In March 2008, the FASB issued Statement No. 161, “Disclosures about Derivative Instruments and Hedging Activities”, which is now codified as ASC 815, “ Derivatives and Hedging .” The guidance requires entities that utilize derivative instruments to provide qualitative disclosures about their objectives and strategies for using such instruments, as well as any details of credit-risk-related contingent factors contained within derivatives. The guidance also requires entities to disclose additional information about the amounts and location of derivatives located within the financial statements, how the provisions have been applied, and the impact that hedges have on an entity’s financial position, financial performance, and cash flows. The guidance was effective for fiscal years and interim periods beginning after November 15, 2008, with early adoption encouraged The adoption of this guidance did not have a material impact on the Company’s financial position, results of operations, or cash flows.

 

In February 2008, the FASB issued a FASB Staff Position (FSP) FAS 140-3, “ Accounting for Transfers of Financial Assets and Repurchase Financing Transactions”, which is now codified as ASC 860, “ Transfers and Servicing .” This guidance addresses the issue of whether or not these transactions should be viewed as two separate transactions or as one “linked” transaction. The guidance includes a “rebuttable presumption” that presumes linkage of the two transactions unless the presumption can be overcome by meeting certain criteria. The guidance was effective for fiscal years beginning after November 15, 2008 and applies only to original transfers made after that date; early adoption will not be allowed. The adoption of this guidance did not have a material impact on the Company’s financial position, results of operations, or cash flows.

 

In September 2008, the FASB issued FSP 133-1 and FIN 45-4, “Disclosures about Credit Derivatives and Certain Guarantees: An Amendment of FASB Statement No. 133 and FASB Interpretation No. 45; and Clarification of the Effective Date of FASB Statement No. 161” (FSP 133-1 and FIN 45-4), which is now codified as ASC 460, “ Guarantees. ” The guidance amends and enhances disclosure requirements for sellers of credit derivatives and financial guarantees. It also clarifies that the disclosure requirements. The guidance was effective for reporting periods (annual or interim) ending after November 15, 2008. The implementation of this standard did not have a material impact on our consolidated financial position and results of operations.

 

31

 

 


In January 2009, the FASB issued FSP EITF 99-20-1, “Amendments to the Impairment Guidance of EITF Issue No. 99-20” (FSP EITF 99-20-1), which is now codified as ASC 325,”Investments-Other.” The guidance amends the impairment guidance in EITF Issue No. 99-20, “Recognition of Interest Income and Impairment on Purchased Beneficial Interests and Beneficial Interests That Continue to Be Held by a Transferor in Securitized Financial Assets”, to achieve more consistent determination of whether an other-than-temporary impairment has occurred. The guidance also retains and emphasizes the objective of an other-than-temporary impairment assessment and the related disclosure requirements in ASC 310, “ Investments-Debt and Equity Securities .” The guidance was effective for interim and annual reporting periods ending after December 15, 2008, and shall be applied prospectively. Retrospective application to a prior interim or annual reporting period is not permitted. The implementation of this standard did not have a material impact on our consolidated financial statements.

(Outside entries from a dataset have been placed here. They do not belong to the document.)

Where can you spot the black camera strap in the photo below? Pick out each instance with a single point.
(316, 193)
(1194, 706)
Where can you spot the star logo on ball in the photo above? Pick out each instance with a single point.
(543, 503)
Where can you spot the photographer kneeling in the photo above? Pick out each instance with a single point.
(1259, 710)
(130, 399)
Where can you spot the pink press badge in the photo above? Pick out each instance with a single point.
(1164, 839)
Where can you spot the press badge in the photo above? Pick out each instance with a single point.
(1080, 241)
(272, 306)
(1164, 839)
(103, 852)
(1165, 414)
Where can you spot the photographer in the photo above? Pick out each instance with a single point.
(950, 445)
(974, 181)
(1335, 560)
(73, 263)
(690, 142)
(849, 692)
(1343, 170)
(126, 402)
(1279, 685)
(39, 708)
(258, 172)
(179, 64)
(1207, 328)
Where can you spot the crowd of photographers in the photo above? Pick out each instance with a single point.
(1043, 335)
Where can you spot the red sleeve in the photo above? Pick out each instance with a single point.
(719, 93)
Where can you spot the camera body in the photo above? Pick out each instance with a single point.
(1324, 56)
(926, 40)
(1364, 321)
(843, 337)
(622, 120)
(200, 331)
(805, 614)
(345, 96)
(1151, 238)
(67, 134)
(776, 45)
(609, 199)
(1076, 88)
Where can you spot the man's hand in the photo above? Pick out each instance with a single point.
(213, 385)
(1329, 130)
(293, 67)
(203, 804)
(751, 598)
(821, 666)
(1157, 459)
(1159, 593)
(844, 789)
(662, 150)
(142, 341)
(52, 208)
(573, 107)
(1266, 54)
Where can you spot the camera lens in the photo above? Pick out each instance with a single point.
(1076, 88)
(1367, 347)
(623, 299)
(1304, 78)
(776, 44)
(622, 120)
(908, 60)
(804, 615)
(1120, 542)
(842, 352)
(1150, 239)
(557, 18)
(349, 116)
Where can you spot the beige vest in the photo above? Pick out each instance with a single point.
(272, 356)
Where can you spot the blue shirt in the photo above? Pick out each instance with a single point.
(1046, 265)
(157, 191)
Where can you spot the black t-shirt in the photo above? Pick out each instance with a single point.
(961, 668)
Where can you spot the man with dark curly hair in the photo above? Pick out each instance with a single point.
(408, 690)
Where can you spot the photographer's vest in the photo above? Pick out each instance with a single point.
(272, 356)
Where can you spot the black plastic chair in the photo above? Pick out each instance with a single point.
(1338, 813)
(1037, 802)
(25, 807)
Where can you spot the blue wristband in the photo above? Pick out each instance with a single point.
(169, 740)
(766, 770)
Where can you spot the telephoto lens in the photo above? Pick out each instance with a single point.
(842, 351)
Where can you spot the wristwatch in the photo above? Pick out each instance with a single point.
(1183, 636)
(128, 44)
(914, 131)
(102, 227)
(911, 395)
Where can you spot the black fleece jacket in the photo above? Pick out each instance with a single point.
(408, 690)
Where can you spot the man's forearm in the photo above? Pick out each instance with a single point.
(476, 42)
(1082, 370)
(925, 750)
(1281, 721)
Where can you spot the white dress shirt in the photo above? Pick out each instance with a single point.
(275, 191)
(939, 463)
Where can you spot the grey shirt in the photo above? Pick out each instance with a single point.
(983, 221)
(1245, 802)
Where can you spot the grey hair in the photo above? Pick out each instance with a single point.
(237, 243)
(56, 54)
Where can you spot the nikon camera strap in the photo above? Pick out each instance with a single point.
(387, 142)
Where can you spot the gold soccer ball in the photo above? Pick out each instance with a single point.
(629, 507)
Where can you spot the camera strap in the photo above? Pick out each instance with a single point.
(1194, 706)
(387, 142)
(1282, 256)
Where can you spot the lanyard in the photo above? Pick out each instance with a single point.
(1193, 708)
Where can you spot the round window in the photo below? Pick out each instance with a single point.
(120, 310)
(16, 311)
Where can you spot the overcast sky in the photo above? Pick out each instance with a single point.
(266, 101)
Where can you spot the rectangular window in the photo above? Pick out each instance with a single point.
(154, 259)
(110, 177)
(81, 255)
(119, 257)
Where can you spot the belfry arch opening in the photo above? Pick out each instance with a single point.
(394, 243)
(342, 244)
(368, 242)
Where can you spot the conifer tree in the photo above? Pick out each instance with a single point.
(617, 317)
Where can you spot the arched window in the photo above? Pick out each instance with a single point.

In November 2008, the SEC released a proposed roadmap regarding the potential use by U.S. issuers of financial statements prepared in accordance with International Financial Reporting Standards (IFRS). IFRS is a comprehensive series of accounting standards published by the International Accounting Standards Board (“IASB”). Under the proposed roadmap, the Company may be required to prepare financial statements in accordance with IFRS as early as 2014. The SEC will make a determination in 2011 regarding the mandatory adoption of IFRS. The Company is currently assessing the impact that this potential change would have on its consolidated financial statements, and it will continue to monitor the development of the potential implementation of IFRS.

 

In December 2008, the FASB issued FSP FAS 132(R)-1, “Employers’ Disclosures about Postretirement Benefit Plan Assets”, which is now codifies as ASC 715, “ Compensation-Retirement Benefits ”, provides guidance on an employer’s disclosures about plan assets of a defined benefit pension or other postretirement plan. The disclosures about plan assets required by the guidance shall be provided for fiscal years ending after December 15, 2009. The Company is currently reviewing the effect this new pronouncement will have on its consolidated financial statements.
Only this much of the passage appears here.